Quels remèdes politiques aux dérives fondamentalistes ?

PUBLIÉ LE 22/09/2014 À 16:14

Que se passe-t-il à notre époque si rationnelle pour que l’on soit témoin d’actes d’une telle barbarie ?

Qu’y a-t-il que nous ne comprenons pas, que nous ne voyons pas pour que surviennent de telles tragédies politico-religieuses ? Rien ne saurait susciter une telle violence que des visions divergentes du sens de l’histoire, des réponses à l’énigme de la vie. Ce qui touche au destin ultime de chacun.

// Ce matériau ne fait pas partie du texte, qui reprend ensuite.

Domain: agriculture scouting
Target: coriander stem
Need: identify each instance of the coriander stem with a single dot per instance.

Notre Europe sécularisée est sonnée par l’upercut de fondamentalistes qui, tout en étant loin géographiquement, distillent chez elle, le venin de paroles fanatiques. La violence est d’autant plus grande que l’Europe baigne toujours dans un athéisme pratique. Celui-ci a rejeté les grandes traditions religieuses et l’adhésion de foi qu’elles supposent, mais aussi – et cela n’a pas été suffisamment perçu – l’immense travail de la raison sur les données de foi.

Ainsi les trois religions monothéistes qui se prétendent révélées conservent un contenu à croire, mais elles l’accompagnent d’un colossal effort pour comprendre. Si la foi catholique peut sembler irrationnelle à de nombreux observateurs, elle est pourtant constamment soumise à la critique de la raison. De même pour le Judaïsme ou l’Islam qui avancent dans l’histoire sous l’impérieuse obligation d’être crédible, c’est à dire compréhensible et recevable par la raison. Celle-ci expurge systématiquement du corpus des vérités proposées à la foi, ce qui nous semble aujourd’hui des énormités. Sur l’affaire Galilée, Jean-Paul II écrivait à l’Académie Pontificale des sciences en 1992 : « La science nouvelle, avec ses méthodes et la liberté de recherche qu’elles supposent, obligeait les théologiens à s’interroger sur leurs propres critères d’interprétation de l’Écriture. La plupart n’ont pas su le faire. Paradoxalement, Galilée, croyant sincère, s’est montré plus perspicace sur ce point que ses adversaires théologiens. « Si l’Écriture ne peut errer, écrit-il à Benedetto Castelli, certains de ses interprètes et commentateurs le peuvent et de plusieurs façons » (Lettre du 21 décembre 1613) ».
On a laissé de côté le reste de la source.